To assemble a test population, drawing from the incident ADRD and control cohorts, we randomly selected 30% of the available cases and enrollment-duration matched controls [17]; this yielded a population 9,079 cases and 581,316 controls (total 590,359). The above counts show that the original case/control cohort has about 1.5% cases. These type of two-class datasets (cases and controls) where one class constitutes a small minority of the entire data is called an imbalanced dataset [18]. Machine learning algorithms, like the one used in this work, do not accurately measure model performance when faced with unbalanced datasets [19]. They tend to predict the majority class data and the features in the minority class are treated as noise leading to mis-classification of the cases. The imbalanced dataset issue is handled by using a sample of the controls rather than all the controls. Such methods have been used previously in other areas as reported by Brown & Mues [20]. King & Zeng [21] have presented a method for adjusting the weights in a logistic regression when one of the classes have been sampled.

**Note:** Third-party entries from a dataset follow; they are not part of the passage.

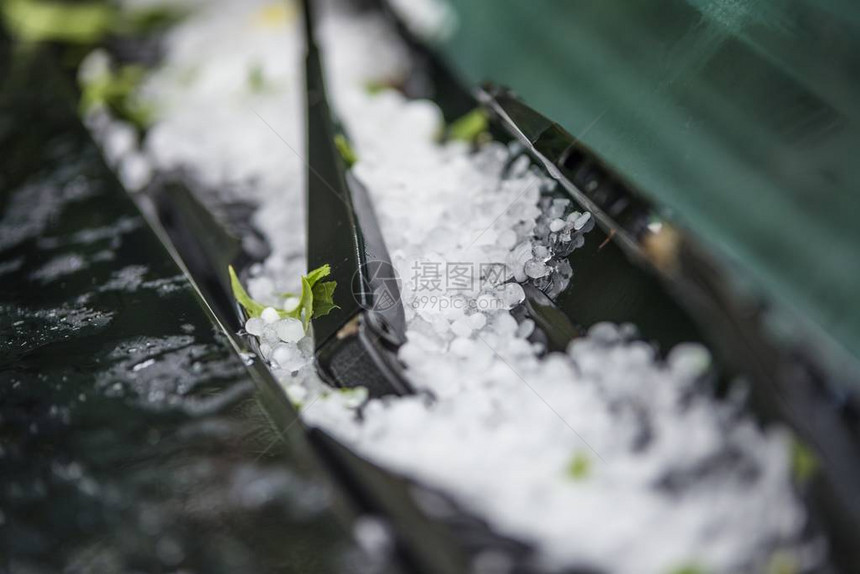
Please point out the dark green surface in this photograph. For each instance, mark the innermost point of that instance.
(739, 117)
(131, 435)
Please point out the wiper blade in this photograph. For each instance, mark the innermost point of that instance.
(356, 345)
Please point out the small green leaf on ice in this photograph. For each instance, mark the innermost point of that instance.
(804, 463)
(579, 467)
(316, 299)
(345, 149)
(53, 21)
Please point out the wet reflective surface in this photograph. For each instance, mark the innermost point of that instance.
(131, 436)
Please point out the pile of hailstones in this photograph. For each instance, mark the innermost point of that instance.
(543, 261)
(282, 341)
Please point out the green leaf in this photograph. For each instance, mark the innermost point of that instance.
(579, 467)
(804, 463)
(117, 90)
(345, 150)
(324, 298)
(319, 273)
(470, 127)
(253, 308)
(316, 300)
(53, 21)
(782, 562)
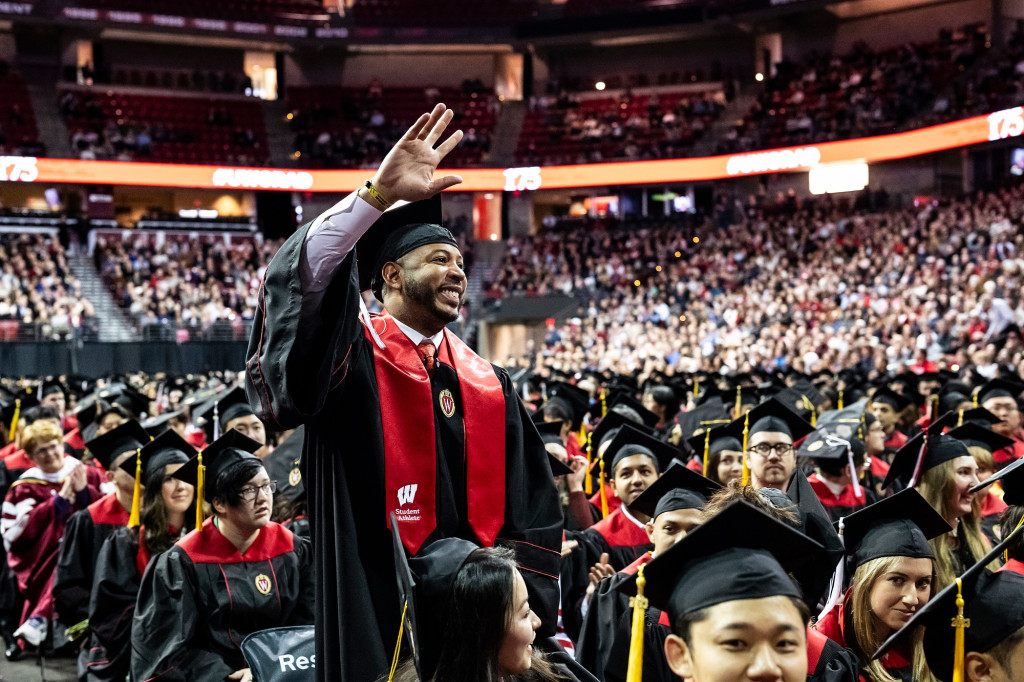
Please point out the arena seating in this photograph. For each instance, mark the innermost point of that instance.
(339, 126)
(111, 124)
(17, 121)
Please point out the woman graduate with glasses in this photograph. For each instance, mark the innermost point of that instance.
(237, 573)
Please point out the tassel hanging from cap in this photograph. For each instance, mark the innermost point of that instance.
(634, 671)
(707, 448)
(604, 492)
(747, 466)
(960, 624)
(200, 492)
(13, 422)
(133, 518)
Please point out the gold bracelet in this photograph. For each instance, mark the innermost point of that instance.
(377, 196)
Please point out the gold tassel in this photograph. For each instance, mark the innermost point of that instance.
(960, 623)
(133, 520)
(397, 645)
(747, 467)
(634, 671)
(604, 493)
(707, 446)
(588, 482)
(13, 422)
(200, 492)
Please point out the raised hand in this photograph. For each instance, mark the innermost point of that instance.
(408, 171)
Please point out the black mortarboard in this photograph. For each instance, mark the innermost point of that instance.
(900, 525)
(773, 416)
(753, 550)
(997, 388)
(283, 465)
(975, 435)
(691, 491)
(226, 408)
(940, 449)
(396, 232)
(631, 441)
(424, 584)
(127, 437)
(991, 614)
(226, 451)
(1012, 477)
(157, 425)
(897, 401)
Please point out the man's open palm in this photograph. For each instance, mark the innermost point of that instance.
(408, 171)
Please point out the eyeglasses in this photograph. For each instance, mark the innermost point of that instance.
(249, 493)
(765, 449)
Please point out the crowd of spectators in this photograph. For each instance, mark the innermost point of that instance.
(355, 127)
(185, 289)
(783, 285)
(39, 292)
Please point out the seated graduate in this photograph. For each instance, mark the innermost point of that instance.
(750, 627)
(974, 629)
(467, 619)
(891, 560)
(36, 510)
(158, 520)
(675, 503)
(838, 464)
(89, 527)
(238, 572)
(943, 471)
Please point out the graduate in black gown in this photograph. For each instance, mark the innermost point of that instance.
(158, 521)
(89, 527)
(434, 433)
(238, 573)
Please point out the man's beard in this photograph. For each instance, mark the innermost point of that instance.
(425, 297)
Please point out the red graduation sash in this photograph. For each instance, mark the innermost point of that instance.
(410, 441)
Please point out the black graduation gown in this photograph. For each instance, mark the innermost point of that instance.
(320, 370)
(83, 539)
(201, 598)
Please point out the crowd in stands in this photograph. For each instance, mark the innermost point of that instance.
(780, 285)
(355, 127)
(110, 125)
(38, 290)
(18, 134)
(189, 288)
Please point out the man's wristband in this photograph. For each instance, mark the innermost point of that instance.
(376, 195)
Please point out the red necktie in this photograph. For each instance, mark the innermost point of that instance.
(429, 352)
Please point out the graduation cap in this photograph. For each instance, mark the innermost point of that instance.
(975, 435)
(897, 401)
(283, 465)
(147, 465)
(214, 417)
(125, 438)
(395, 232)
(900, 525)
(630, 441)
(938, 449)
(975, 612)
(424, 584)
(678, 487)
(226, 451)
(739, 553)
(1013, 483)
(996, 388)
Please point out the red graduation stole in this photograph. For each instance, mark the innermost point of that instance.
(410, 441)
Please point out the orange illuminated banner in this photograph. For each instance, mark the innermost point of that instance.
(1008, 123)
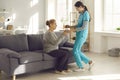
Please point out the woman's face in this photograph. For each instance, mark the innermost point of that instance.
(79, 9)
(53, 25)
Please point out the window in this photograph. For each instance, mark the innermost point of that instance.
(111, 14)
(64, 7)
(59, 10)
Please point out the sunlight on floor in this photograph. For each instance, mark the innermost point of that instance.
(95, 77)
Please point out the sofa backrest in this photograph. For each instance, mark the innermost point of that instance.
(14, 42)
(65, 39)
(35, 42)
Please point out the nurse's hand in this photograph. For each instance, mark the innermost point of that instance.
(66, 32)
(66, 26)
(72, 29)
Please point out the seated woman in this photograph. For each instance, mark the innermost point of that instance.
(51, 43)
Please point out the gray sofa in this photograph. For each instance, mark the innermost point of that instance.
(23, 53)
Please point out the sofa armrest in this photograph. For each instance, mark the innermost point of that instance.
(68, 44)
(9, 53)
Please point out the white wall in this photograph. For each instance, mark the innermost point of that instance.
(30, 13)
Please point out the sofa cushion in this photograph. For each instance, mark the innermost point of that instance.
(28, 57)
(14, 42)
(63, 41)
(46, 57)
(35, 42)
(9, 53)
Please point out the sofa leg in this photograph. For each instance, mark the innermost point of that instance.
(14, 77)
(0, 75)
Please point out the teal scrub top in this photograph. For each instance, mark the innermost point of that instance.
(83, 17)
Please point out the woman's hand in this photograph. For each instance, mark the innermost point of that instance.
(72, 29)
(66, 26)
(66, 32)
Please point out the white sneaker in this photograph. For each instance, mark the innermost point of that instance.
(79, 69)
(60, 72)
(90, 66)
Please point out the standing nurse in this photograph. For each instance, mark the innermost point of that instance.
(81, 35)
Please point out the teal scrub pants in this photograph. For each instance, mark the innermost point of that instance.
(81, 37)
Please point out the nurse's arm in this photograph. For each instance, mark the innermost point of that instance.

The remaining 35,866 people within the ADRD incident cohort were assigned to the training population and were matched on age and gender along with enrollment duration to the 2,319,728 controls who are not in the test set so that each case could have up to 5 matched controls. The training dataset includes 215,196 individuals (35,866 cases and 179,330 controls). Thus the age/gender matching and selection of 5 matched controls implements an undersampling of the control class as the references cited above desire.
Independent variables
For training and test cohorts, we collected claims for individuals for the fourth and fifth year prior to the index date. While using just the fifth year would have resulted in a model which predicts four years prior to the onset of the disease, using just one year of claims data would not capture as much data on subjects with 13 months or more between encounters. Using claims in the fourth and fifth prior years leads to a dataset with more medical data per subject. Even with two years of data per subject in the model after feature selection, 90% of individuals had 4 or fewer unique medical codes. The claims included diagnoses (ICD-9 codes), Hierarchical Ingredient Code List (HICL) drug names, procedures (CPT codes for radiology [22]), and demographics (age and gender).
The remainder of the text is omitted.